Search code examples
x86cpu-architecturetlbmmuhyperthreading

Does a hyper-threaded core share MMU and TLB?


To my knowledge, both MMU and TLB are not shared in a hyper-threaded core in Intel x86_64.

However, then, if two threads that don't share the address space are scheduled to the same physical core, how do they run?

I think, in that case, the threads don't have any chances to hit TLB, because the threads have their own address spaces.

If then, the performance will be so downgraded in my opinion.


Solution

  • The TLBs are organized in Intel processors as follows:

    • Intel NetBurst (the first to support HT): The ITLB is replicated. The DTLB is competitively shared.
    • Intel Nehalem (the second to support HT), Westmere, Sandy Bridge, and Ivy Bridge: The huge page ITLB is replicated. The small page ITLB is statically partitioned. All DTLBs are competitively shared.
    • Intel Haswell, Broadwell, and Skylake: The small page ITLB is dynamically partitioned. The huge page ITLB is replicated. Table 2-12 of the optimization manual (September 2019) says that the policy is "fixed" for the other TLBs. I thought this means static partitioning. But according to the experimental results of the paper titled Translation Leak-aside Buffer: Defeating Cache Side-channel Protections with TLB Attacks (Section 6), it appears that "fixed" means competitive sharing. That would be consistent with earlier and later microarchitectures.
    • Sunny Cove: The ITLBs are statically partitioned. All DTLBs and the STLB are competitively shared.
    • AMD Zen, Zen+, Zen 2 (Family 17h): All TLBs are competitively shared.

    References:

    It's not clear to me how the TLBs are organized in any of the Intel Atom microarchitectures. I think that the L1 DTLB and STLB (in Goldmont Plus) or L2 DTLB (in earlier microarchitectures) are shared. According to Section 8.7.13.2 of the Intel SDM V3 (October 2019):

    In processors supporting Intel Hyper-Threading Technology, data cache TLBs are shared. The instruction cache TLB may be duplicated or shared in each logical processor, depending on implementation specifics of different processor families.

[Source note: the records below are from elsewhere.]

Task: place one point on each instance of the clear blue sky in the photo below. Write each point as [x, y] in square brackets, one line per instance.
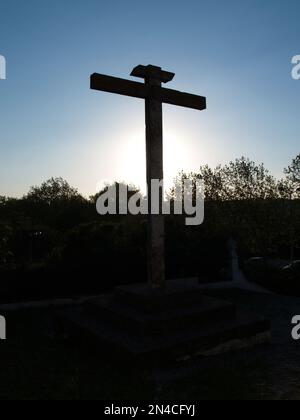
[237, 53]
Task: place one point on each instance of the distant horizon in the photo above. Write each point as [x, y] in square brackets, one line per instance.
[237, 54]
[168, 185]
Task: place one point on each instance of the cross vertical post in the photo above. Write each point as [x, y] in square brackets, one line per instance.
[154, 162]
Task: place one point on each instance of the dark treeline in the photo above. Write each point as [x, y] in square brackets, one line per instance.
[53, 242]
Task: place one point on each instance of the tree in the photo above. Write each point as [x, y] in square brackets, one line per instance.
[241, 179]
[293, 171]
[54, 190]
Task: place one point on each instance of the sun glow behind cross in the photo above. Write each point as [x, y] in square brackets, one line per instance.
[131, 160]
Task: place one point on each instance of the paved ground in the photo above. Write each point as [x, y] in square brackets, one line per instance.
[276, 367]
[39, 366]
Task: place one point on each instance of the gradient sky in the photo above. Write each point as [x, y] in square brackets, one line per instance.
[237, 53]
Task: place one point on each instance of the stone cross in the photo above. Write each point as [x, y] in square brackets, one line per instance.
[154, 95]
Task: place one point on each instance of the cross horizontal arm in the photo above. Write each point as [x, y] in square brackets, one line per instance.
[141, 90]
[120, 86]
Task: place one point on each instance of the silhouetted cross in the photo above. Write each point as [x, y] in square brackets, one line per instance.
[155, 95]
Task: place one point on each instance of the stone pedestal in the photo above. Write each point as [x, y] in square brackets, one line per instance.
[181, 322]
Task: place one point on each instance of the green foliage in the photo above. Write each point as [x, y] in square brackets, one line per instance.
[52, 191]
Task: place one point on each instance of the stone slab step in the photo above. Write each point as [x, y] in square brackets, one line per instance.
[175, 294]
[246, 330]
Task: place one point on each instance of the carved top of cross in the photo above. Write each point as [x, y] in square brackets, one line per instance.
[151, 73]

    Although this is not accurate since an ITLB can be partitioned as well.

    I don't know about the ITLBs in Intel Atoms.

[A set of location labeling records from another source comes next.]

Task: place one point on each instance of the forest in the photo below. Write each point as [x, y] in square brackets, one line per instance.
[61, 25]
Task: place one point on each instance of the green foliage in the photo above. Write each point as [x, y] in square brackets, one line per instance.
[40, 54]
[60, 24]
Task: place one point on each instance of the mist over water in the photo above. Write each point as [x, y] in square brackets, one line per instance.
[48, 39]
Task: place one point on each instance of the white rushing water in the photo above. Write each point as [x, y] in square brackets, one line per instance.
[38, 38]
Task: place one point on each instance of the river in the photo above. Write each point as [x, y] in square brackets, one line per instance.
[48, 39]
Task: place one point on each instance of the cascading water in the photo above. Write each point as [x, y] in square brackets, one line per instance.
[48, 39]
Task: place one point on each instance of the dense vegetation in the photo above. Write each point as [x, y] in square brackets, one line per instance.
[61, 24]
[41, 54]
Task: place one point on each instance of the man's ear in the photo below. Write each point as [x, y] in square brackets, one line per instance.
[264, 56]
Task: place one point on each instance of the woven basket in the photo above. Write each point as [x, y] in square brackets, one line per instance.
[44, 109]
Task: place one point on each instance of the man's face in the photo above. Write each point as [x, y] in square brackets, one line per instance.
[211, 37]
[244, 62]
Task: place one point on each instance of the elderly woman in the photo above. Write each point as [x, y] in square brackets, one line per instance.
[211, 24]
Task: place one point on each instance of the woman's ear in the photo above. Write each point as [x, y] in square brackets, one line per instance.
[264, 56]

    (By the way, in older AMD processors, all the TLBs are replicated per core. See: Physical core and Logical cores on different cpu AMD/Intel.)

    When a TLB is shared, each TLB entry is tagged with the logical processor ID (a single bit value, which is different from the process-context identifier, which can be disabled or may not be supported) that allocated it. If another thread gets scheduled to run on a logical core and the thread accesses a different virtual address space than the previous thread, the OS has to load the corresponding base physical address of the first-level page structure into CR3. Whenever CR3 is written to, the core automatically flushes all entries in all shared TLBs that are tagged with the ID of the logical core. There are other operations that may trigger this flushing.

    Partitioned and replicated TLBs don't need to be tagged with logical core IDs.

    If process-context identifiers (PCIDs) are supported and enabled, logical core IDs are not used because PCIDs are more powerful. Note that partitioned and replicated TLBs are tagged with PCIDs.

    Related: Address translation with multiple pagesize-specific TLBs.

    (Note that there are other paging structure caches and they are organized similarly.)

    (Note that usually the TLB is considered to be part of the MMU. The Wikipedia article on MMU shows a figure from an old version of a book that indicates that they are separate. However, the most recent version of the book has removed the figure and says that the TLB is part of the MMU.)